OLIVE UND OLIVENÖL

PASSIEREN SIE EINEN OLIVENZWEIG AN IHR HERZ

OLIVE UND OLIVENÖL


Geschichte der Olive
Die Olive ist eine bekannte Frucht, die die Menschheit seit 4000 Jahren verwendet. In vielen Quellen wird angegeben, dass der Ursprung der Oliven auf Mesopotamien zurückgeht und aus dieser Region in die Mittelmeerländer verbreitet wurde. Mesopotamische Bilder aus dem Jahr 2000 v. Chr. zeigen Könige, die ihren Gästen Oliven anbieten. Die Olive war im Laufe der Geschichte das Symbol für Frieden, Freundschaft und Überfluss und wurde erstmals mit den Expeditionen von Alexander dem Großen in die Ägäis und in den Mittelmeerraum verbreitet. Dank der Phrygier und Phönizier trafen später die Römer, die in die ägäischen und mediterranen Küsten eindrangen, auf die Olive. So wurden die Oliven in Amphoren auf römischen Schiffen befördert und in der Welt verbreitet. In jenen Tagen galten Olivenbäume als heilig.

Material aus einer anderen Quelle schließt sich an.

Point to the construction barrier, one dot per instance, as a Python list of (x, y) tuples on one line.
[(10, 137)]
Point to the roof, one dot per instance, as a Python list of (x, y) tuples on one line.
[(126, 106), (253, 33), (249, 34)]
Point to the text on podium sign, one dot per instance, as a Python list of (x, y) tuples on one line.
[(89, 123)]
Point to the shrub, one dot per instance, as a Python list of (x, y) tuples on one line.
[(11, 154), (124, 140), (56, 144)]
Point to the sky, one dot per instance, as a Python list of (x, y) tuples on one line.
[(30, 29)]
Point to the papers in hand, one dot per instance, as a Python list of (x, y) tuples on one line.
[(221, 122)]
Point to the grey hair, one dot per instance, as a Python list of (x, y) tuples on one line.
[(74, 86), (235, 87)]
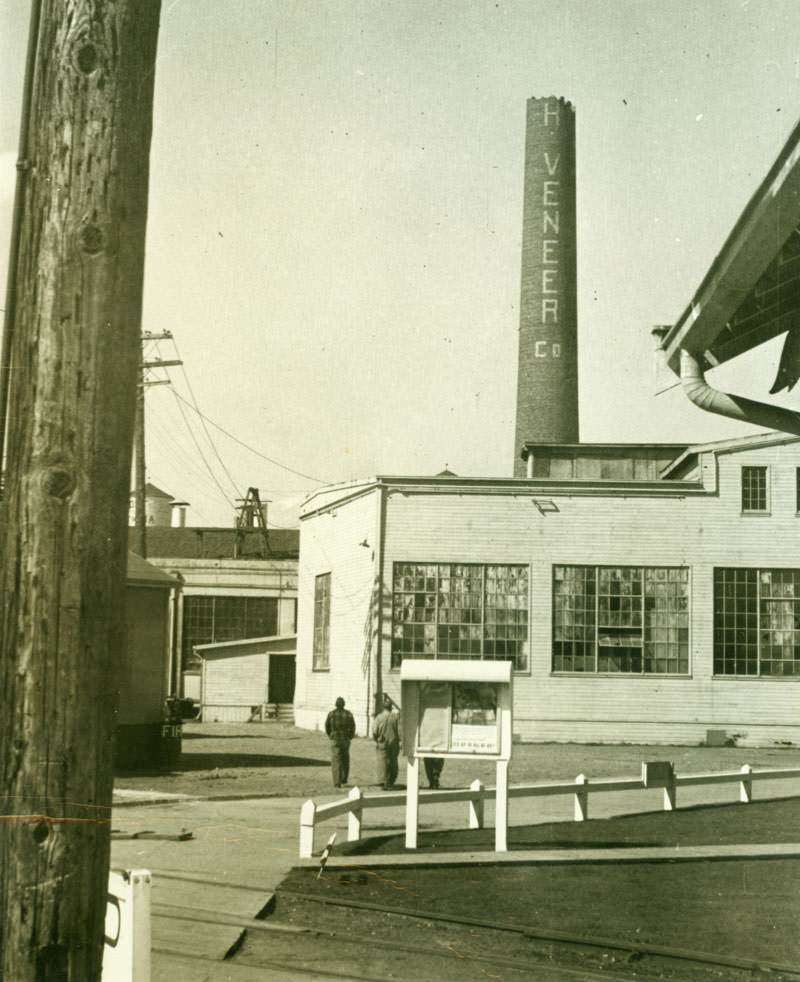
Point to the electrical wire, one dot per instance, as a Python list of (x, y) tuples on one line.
[(258, 453), (199, 449), (202, 420)]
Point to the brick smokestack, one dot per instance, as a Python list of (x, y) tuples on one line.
[(547, 373)]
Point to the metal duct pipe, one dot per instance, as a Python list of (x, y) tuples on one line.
[(736, 407)]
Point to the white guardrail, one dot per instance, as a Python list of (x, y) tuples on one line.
[(656, 774), (126, 955)]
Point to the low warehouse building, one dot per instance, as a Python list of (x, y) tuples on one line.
[(642, 593), (248, 679)]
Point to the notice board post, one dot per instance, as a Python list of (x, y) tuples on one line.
[(452, 710)]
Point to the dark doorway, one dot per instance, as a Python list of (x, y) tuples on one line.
[(281, 678)]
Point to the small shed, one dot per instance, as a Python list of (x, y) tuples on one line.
[(248, 679)]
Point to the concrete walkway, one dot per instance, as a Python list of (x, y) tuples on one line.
[(243, 849)]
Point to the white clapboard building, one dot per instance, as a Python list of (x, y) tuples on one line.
[(643, 593)]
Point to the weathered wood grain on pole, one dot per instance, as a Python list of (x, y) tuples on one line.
[(74, 366)]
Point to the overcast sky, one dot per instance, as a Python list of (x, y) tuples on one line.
[(336, 209)]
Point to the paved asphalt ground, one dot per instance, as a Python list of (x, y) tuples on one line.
[(241, 850)]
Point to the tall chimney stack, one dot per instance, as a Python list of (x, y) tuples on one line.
[(547, 373)]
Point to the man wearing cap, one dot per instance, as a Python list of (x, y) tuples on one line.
[(386, 733), (341, 728)]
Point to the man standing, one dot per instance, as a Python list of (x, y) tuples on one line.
[(386, 733), (341, 728)]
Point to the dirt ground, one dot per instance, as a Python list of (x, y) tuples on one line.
[(275, 759), (745, 909)]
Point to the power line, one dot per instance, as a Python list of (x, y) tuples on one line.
[(199, 449), (202, 418), (241, 443)]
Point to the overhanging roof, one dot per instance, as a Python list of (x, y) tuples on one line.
[(751, 293)]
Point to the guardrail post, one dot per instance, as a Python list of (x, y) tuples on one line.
[(354, 815), (501, 807), (581, 799), (308, 816), (412, 802), (476, 805), (670, 793), (745, 786)]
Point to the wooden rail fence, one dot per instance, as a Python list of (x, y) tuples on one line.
[(655, 774)]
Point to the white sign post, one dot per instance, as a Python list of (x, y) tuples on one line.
[(457, 709), (126, 955)]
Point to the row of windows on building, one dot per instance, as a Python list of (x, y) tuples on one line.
[(629, 620), (211, 619), (756, 490)]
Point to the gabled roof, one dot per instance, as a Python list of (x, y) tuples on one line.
[(736, 445), (142, 573), (190, 542)]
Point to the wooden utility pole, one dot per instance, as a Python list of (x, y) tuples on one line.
[(139, 468), (73, 353)]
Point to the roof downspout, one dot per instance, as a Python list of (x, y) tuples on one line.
[(377, 613), (712, 400)]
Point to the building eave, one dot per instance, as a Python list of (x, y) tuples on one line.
[(767, 221)]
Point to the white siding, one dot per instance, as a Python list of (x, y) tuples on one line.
[(698, 532), (233, 681), (330, 542)]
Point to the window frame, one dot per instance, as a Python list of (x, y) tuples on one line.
[(767, 509), (597, 672), (321, 654), (395, 668), (759, 629), (207, 611)]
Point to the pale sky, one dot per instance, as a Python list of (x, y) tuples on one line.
[(336, 210)]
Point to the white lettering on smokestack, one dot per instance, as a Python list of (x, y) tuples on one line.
[(547, 394), (550, 112)]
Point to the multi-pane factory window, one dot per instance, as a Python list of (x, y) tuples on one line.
[(621, 619), (207, 620), (322, 622), (757, 622), (754, 489), (460, 610)]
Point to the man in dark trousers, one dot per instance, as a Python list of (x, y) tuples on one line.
[(386, 733), (341, 728)]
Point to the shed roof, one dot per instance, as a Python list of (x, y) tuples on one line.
[(191, 542), (142, 573), (229, 649)]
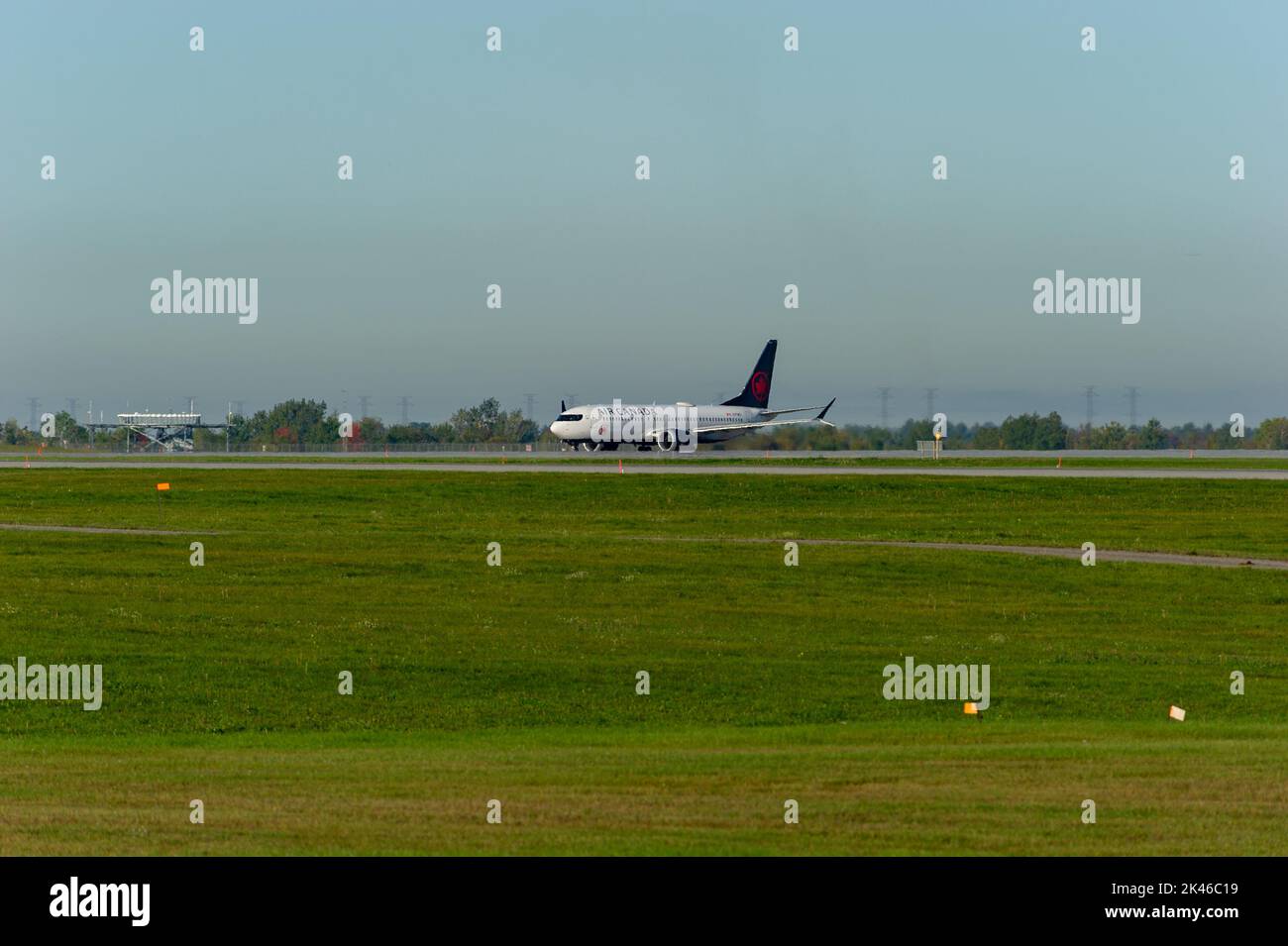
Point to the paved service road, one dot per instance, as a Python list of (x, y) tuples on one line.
[(681, 468)]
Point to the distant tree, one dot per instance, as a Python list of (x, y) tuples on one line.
[(1033, 433), (67, 431), (987, 438), (295, 422)]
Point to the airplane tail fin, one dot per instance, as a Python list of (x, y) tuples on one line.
[(756, 390)]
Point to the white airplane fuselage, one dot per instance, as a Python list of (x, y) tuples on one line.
[(682, 425)]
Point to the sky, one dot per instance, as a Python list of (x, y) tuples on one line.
[(768, 167)]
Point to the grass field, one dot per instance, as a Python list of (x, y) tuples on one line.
[(518, 683), (1228, 460)]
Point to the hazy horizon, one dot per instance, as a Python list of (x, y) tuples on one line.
[(768, 167)]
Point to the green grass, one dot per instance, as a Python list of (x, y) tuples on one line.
[(518, 683)]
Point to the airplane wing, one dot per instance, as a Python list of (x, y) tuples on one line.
[(761, 425)]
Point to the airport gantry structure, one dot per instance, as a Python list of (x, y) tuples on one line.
[(160, 433)]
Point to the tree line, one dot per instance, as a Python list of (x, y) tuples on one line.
[(309, 422)]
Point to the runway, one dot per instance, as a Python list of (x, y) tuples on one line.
[(677, 469), (1047, 551)]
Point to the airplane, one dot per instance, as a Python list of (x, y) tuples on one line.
[(682, 425)]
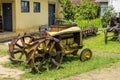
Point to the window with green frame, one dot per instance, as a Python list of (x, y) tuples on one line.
[(36, 7), (24, 6)]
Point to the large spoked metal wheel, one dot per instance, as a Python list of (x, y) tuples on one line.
[(17, 48), (47, 54), (105, 36), (86, 54)]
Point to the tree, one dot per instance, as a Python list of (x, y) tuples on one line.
[(88, 9), (68, 10), (108, 14)]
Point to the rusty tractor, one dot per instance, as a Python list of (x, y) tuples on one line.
[(48, 49)]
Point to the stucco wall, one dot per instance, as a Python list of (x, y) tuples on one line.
[(30, 21)]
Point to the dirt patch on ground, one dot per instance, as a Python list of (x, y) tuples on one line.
[(8, 72)]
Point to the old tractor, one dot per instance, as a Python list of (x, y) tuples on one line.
[(48, 49)]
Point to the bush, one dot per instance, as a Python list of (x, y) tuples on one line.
[(83, 23), (108, 14)]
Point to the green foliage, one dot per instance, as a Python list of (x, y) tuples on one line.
[(108, 14), (69, 11), (88, 9), (84, 23), (97, 44)]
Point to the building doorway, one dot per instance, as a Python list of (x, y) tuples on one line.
[(51, 14), (7, 16)]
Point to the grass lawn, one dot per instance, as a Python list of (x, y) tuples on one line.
[(72, 65), (97, 44)]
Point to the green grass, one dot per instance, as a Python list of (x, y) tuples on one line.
[(97, 44), (3, 51), (84, 23), (70, 66)]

In Noahs Arche hielt die Taube, die die Kontinuität des Lebens ankündigte, einen Olivenzweig im Schnabel. Cecrops, der die Stadt Athen baute, erwähnte den Olivenbaum als „denjenigen, der aus sich selbst wiedergeboren werden kann und denjenigen, der nicht zerstört werden kann“ und zeigte, wie man das Öl seiner Früchte gewann. Pallas Athena, die Göttin des Friedens, schuf mit einer Bewegung ihres Speers auf der Akropolis einen Olivenbaum und brachte den Menschen bei, wie man ihn pflanzt. Es gibt fünf heilige Früchte, die in den heiligen Büchern der Volksreligionen erwähnt werden; Feige, Dattel, Traube, Granatapfel und Olive. Es ist das Symbol für Fülle, Gerechtigkeit, Gesundheit, Frieden, Ruhm, Stolz, Weisheit, Intelligenz, Unsterblichkeit, Reinigung und Wiedergeburt. Heilige Bücher, tausendjährige Geschichten und Märchen erwähnen auch die Olive.
Olivenblatt
Die erste medizinische Verwendung von Olivenblättern fand im alten Ägypten statt. Gleichzeitig war es ein Symbol der göttlichen Kraft. Es wurde auch zur Einbalsamierung von Pharaonen verwendet. Im 19. Jahrhundert begannen die Menschen, Sirup aus Olivenblättern herzustellen, und verwendeten diesen als Antipyretikum. Später wurden grüne Olivenblätter zur Malariabehandlung verwendet.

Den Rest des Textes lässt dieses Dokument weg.